11 réflexions au sujet de « La liberté religieuse n’est pas négociable »

  1. Ergo

    A une foi inébranlable, au nombre et à l’acceptation du martyr, rien ne peut résister. Comme l’a prédit Pie XII: “Une réaction se déclenchera qui rétablira l’odre naturel, mais cela se fera sans douceur.”

  2. G

    Pour une fois que la justice laïque défendait la liberté religieuse ! Certes, toutes les religions en bénéficient, islam compris.
    Mais avec une évolution de cette loi prônée par les hommes politiques, y compris de droite,imaginez qu’on interdise toute représentation religieuse dans les églises qui sont aussi des lieux publics !
    C’est encore le franc-maçonnerie qui en sera le principal bénéficiaire de cette loi restrictive de la liberté religieuse… avec la droite antiislamique jouant les idiots de service.

  3. Clément

    Ce que beaucoup ne voient pas c’est que les réactions sont doubles: celles de la gauche qui veut la restriction de LA liberté religieuse, et celles de la majorité du pays qui ne veut pas de l’islam en France.
    Cette ambigüité sépare les catholiques en deux.

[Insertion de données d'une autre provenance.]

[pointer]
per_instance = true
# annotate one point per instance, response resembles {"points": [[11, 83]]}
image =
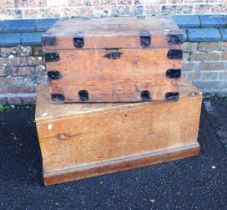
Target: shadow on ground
{"points": [[193, 183]]}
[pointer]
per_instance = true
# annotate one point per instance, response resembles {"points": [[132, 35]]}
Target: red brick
{"points": [[3, 100], [222, 75], [7, 4], [27, 100], [14, 100], [208, 75], [26, 70], [210, 66], [224, 56]]}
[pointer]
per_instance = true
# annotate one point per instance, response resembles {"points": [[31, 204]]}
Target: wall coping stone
{"points": [[10, 40], [195, 28], [10, 26], [213, 21], [187, 21]]}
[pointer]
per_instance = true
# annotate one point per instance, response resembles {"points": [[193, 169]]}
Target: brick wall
{"points": [[11, 9], [22, 66]]}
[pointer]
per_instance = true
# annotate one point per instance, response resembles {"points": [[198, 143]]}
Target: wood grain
{"points": [[113, 80], [127, 163], [79, 135], [117, 32]]}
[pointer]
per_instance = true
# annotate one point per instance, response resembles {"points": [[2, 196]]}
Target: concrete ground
{"points": [[193, 183]]}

C’est regrettable.

  4. C.B.

    “Empêcher (…) de respecter les prescriptions de son culte, est une atteinte à sa liberté, et par là une atteinte à la dignité humaine.”
    Or nous l’acceptons depuis longtemps, en admettant que l’exercice de notre droit au sacrement de mariage (où les ministres de ce sacrement sont -exclusivement- les deux futurs époux) soit subordonné à un prétendu “mariage civil”.
    « Les parents vont vouloir créer des crèches et des écoles confessionnelles ». Outre “créer son école”, il est sans doute grand temps de se préoccuper de “se déclarer comme assistante maternelle”, en ayant fait soigneusement une étude des textes législatifs et une étude de marché de manière à ne pas se mettre en position d’être accusé de refus de prestation de service (désolée, je ne peux pas prendre un enfant de plus, je suis agréée pour quatre et j’en ai déjà quatre).

  5. HS

    Le problème est de savoir si tous les signes religieux sont à mettre sur le même plan en France, surtout le “voile” qui est loin d’être un pur et pacifique signe religieux en toute circonstance; en particulier quand il s’agit de braver un règlement privé…Et la liberté de l’entreprise, qu’en fait-on?

  6. Charles

    Un Etat laïque, une nation aux fondements gréco-romains et catholiques, une population de souche essentiellement d’origine celtique, germanique, latine.
    Ceci posé, on règle beaucoup de problèmes.
    Les nouveaux arrivants s’adaptent ou retournent chez eux.

  7. laurent petit

    Ceux qui ont peur de la destruction de la religion de Saint.jpgerre par l’islam n’ont pas la foi chevillée au corps. Pour moi, l’islam vient comme le fouet de Dieu comme punition collective de l’occident, et éliminera l’athéisme combattant. Comme c’est la première fois que l’Islam conquiert par des méthodes pacifiques, et dans des pays éduqués et chrétiens depuis 1500 ans, il y a fort à parier que nombre des musulmans se convertiront au christianisme. Si nous ne les convertissons pas, c’est que nous ne croyons pas assez à noter Dieu. Dieu n’abandonne jamais son peuple.